To promote transparency and accountability in enforcement, technology such as web-based inspection has been introduced. The Labour Codes also provide for the decriminalisation of minor offences.

Self-employment rate increases

According to broad employment status, the share of self-employed climbed while that of regular wage/salaried workers decreased in 2020-21 compared to 2019-20, driven by developments in both rural and urban areas. Rural areas drove a small decrease in the share of casual labour.

Agriculture’s share of workers increased a little from 45.6 per cent in 2019-20 to 46.5 per cent in 2020-21, whereas manufacturing’s share decreased by 160 per cent. Over the same period, the share of construction climbed from 11.6 per cent to 12.1 per cent, while the share of retail, hotel and restaurants decreased from 13.2 per cent to 12.2 per cent, according to the Economic Survey 2022-23.

This could be attributed to the impact of COVID on manufacturing and service jobs (2020-21 data covers the period from July 2020 to June 2021), whereas agricultural growth remained strong.

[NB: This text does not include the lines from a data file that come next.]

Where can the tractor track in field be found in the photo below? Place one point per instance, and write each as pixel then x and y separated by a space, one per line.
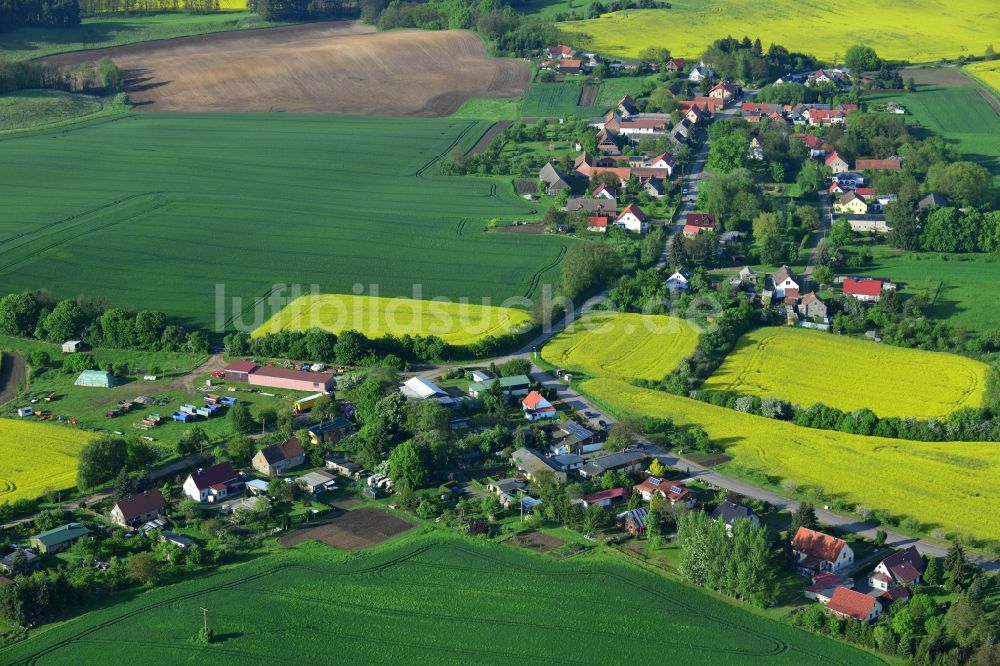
pixel 537 275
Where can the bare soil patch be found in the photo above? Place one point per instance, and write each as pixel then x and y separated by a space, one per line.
pixel 12 373
pixel 354 530
pixel 486 139
pixel 536 541
pixel 341 67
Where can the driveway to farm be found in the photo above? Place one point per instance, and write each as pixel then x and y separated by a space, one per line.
pixel 825 222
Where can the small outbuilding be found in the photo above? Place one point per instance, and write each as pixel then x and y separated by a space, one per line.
pixel 96 378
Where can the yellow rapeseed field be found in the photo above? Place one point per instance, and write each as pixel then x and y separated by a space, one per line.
pixel 920 31
pixel 806 367
pixel 35 457
pixel 987 72
pixel 950 485
pixel 624 346
pixel 455 323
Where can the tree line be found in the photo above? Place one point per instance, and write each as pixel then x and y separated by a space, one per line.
pixel 38 13
pixel 36 314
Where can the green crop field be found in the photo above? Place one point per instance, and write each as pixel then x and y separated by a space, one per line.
pixel 917 32
pixel 438 598
pixel 624 346
pixel 546 100
pixel 963 288
pixel 36 108
pixel 806 367
pixel 99 33
pixel 951 485
pixel 173 211
pixel 974 132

An increase in the FLFPR (from 2017-18 to 2020-21, rising by 9.5 percentage points (pp) for usual status and 8.3 pp for CWS) is a positive development for the gender aspect of employment, which could be attributed to rising rural amenities freeing up women’s time and high agricultural growth over the years.

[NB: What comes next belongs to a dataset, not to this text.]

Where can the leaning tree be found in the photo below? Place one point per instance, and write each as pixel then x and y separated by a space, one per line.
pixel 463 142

Employment up in organised manufacturing

According to the most recent ASI (Annual Survey of Industries) FY20, employment in the organised manufacturing sector has been steadily expanding over time, with employment per factory constantly increasing.

In terms of employment share (total persons employed), the food products industry (11.1 per cent) remained the greatest employer, followed by wearing clothing (7.6 per cent), basic metals (7.3 per cent), and motor vehicles, trailers, and semi-trailers (6.5 per cent). Tamil Nadu had the most factory workers (26.6 lakh), followed by Gujarat (20.7 lakh), Maharashtra (20.4 lakh), Uttar Pradesh (11.3 lakh), and Karnataka (10.8 lakh).

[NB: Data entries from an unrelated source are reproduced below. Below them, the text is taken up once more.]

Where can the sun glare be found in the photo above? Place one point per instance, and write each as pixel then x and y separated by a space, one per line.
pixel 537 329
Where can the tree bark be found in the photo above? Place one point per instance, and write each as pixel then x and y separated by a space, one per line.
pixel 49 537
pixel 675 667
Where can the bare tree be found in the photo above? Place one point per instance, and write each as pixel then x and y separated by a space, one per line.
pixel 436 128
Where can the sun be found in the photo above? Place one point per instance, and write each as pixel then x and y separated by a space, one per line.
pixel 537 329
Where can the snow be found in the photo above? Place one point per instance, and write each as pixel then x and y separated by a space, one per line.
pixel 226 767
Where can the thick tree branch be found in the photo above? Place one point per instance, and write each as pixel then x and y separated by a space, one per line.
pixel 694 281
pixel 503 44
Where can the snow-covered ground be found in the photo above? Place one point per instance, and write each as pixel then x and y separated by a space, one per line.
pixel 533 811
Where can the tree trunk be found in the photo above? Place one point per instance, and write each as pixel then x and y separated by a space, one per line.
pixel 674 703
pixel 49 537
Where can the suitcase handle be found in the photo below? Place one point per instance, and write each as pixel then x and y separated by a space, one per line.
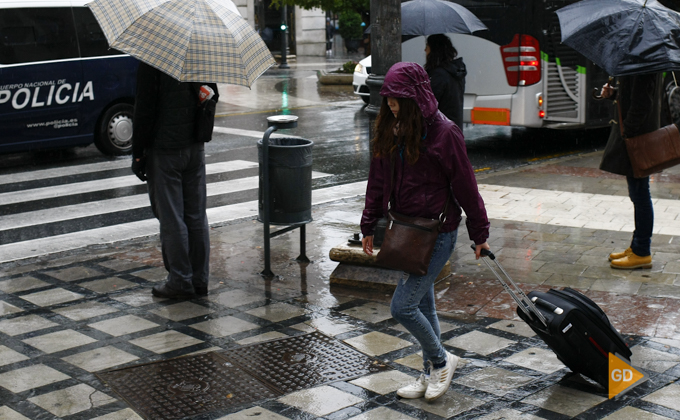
pixel 523 301
pixel 544 303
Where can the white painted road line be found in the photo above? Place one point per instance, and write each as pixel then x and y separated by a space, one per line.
pixel 144 228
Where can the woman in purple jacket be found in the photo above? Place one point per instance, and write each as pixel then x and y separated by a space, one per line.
pixel 430 167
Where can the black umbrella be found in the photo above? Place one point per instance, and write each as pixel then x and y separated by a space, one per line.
pixel 623 37
pixel 428 17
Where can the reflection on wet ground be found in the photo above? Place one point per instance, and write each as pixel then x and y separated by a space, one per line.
pixel 68 319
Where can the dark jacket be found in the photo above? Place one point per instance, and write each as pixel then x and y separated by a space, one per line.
pixel 448 85
pixel 639 97
pixel 165 111
pixel 443 167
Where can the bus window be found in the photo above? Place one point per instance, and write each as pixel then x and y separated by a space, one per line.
pixel 90 36
pixel 60 84
pixel 39 34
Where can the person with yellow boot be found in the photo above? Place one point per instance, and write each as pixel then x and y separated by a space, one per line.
pixel 638 108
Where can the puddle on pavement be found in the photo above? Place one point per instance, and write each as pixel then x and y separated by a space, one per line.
pixel 188 386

EPFO data show a constant YoY growth in payroll addition, indicating increasing formalisation as economic activity increased. The net increase in EPF subscriptions for FY22 was 58.7% greater than in FY21 and 55.7 percent higher than in the pre-pandemic year 2019. In FY23, the number of new EPFO members climbed from 8.8 lakh in April-November 2021 to 13.2 lakh in April-November 2022.

Also read: Unemployment a key concern in Gujarat even as Modi, BJP remain popular

ABRY boosting economy, generating jobs

The rapid recovery in formal sector payroll additions can be attributed to the Aatmanirbhar Bharat Rojgar Yojana (ABRY), which was launched in October 2020 to boost the economy, increase employment generation in the post-COVID recovery phase, and incentivize the creation of new jobs along with social security benefits and the restoration of jobs lost during the pandemic.

As of January 7, 2023, there are 75.1 lakh people registered under the scheme, and total benefits of Rs 8,210 crore have been distributed to 60.2 lakh people through 1.5 lakh establishments. The average monthly subscriber additions under ESIC increased from 11.9 lakh in 2021 to 14.4 lakh in 2022. Similarly, for the April-October period of the National Pension Scheme (NPS), average monthly net memberships also witnessed an increase.

Rural earnings register increase

During FY23, nominal rural earnings increased at a constant positive rate (till November 2022). During the period April-November 2022, the YoY rate of growth of nominal wage rates in agriculture was 5.1 per cent for men and 7.5 per cent for women. During the same period, the growth of nominal wage rates in non-agricultural activities was 4.7 per cent for men and 3.7 per cent for women.

However, due to high inflation, actual rural wage growth has been negative. Going forward, since inflation is likely to moderate due to lower international commodity costs and domestic food prices, real wages are expected to rise.